On the Robustness of Bayesian Neural Networks to Adversarial Attacks

TL;DR

This paper investigates the robustness of Bayesian Neural Networks against adversarial attacks, revealing that in the large-data limit, BNNs are inherently more resistant due to data degeneracy, with experimental validation on multiple datasets.

Contribution

It provides a theoretical analysis linking data geometry to BNN robustness and demonstrates that BNN posteriors are robust to gradient-based attacks in the large-data limit.

Findings

BNNs are robust to gradient-based attacks in the large-data limit.

Data lying on lower-dimensional manifolds causes vulnerability in neural networks.

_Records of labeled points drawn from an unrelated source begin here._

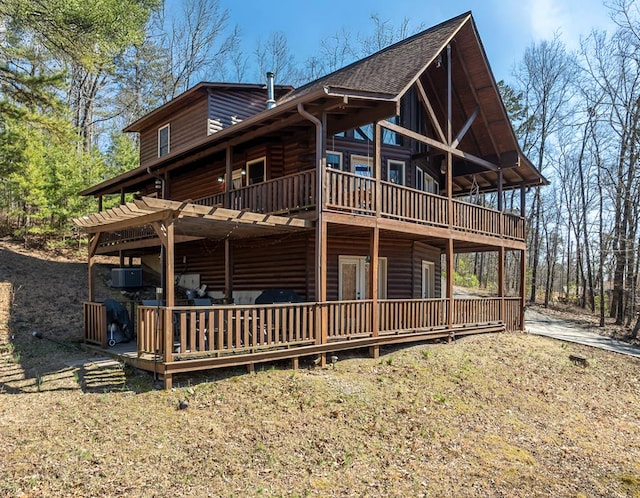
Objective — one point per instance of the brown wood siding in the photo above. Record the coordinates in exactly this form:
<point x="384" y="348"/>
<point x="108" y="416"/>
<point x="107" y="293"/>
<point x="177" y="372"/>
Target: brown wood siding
<point x="289" y="262"/>
<point x="424" y="252"/>
<point x="187" y="127"/>
<point x="258" y="264"/>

Experiments show BNNs maintain accuracy and robustness on multiple datasets.

Abstract

Vulnerability to adversarial attacks is one of the principal hurdles to the adoption of deep learning in safety-critical applications. Despite significant efforts, both practical and theoretical, training deep learning models robust to adversarial attacks is still an open problem. In this paper, we analyse the geometry of adversarial attacks in the large-data, overparameterized limit for Bayesian Neural Networks (BNNs). We show that, in the limit, vulnerability to gradient-based attacks arises as a result of degeneracy in the data distribution, i.e., when the data lies on a lower-dimensional submanifold of the ambient space. As a direct consequence, we demonstrate that in this limit BNN posteriors are robust to gradient-based adversarial attacks. Crucially, we prove that the expected gradient of the loss with respect to the BNN posterior distribution is vanishing, even when each neural network sampled from the posterior is vulnerable to gradient-based attacks. Experimental results on the MNIST, Fashion MNIST, and half moons datasets, representing the finite data regime, with BNNs trained with Hamiltonian Monte Carlo and Variational Inference, support this line of arguments, showing that BNNs can display both high accuracy on clean data and robustness to both gradient-based and gradient-free based adversarial attacks.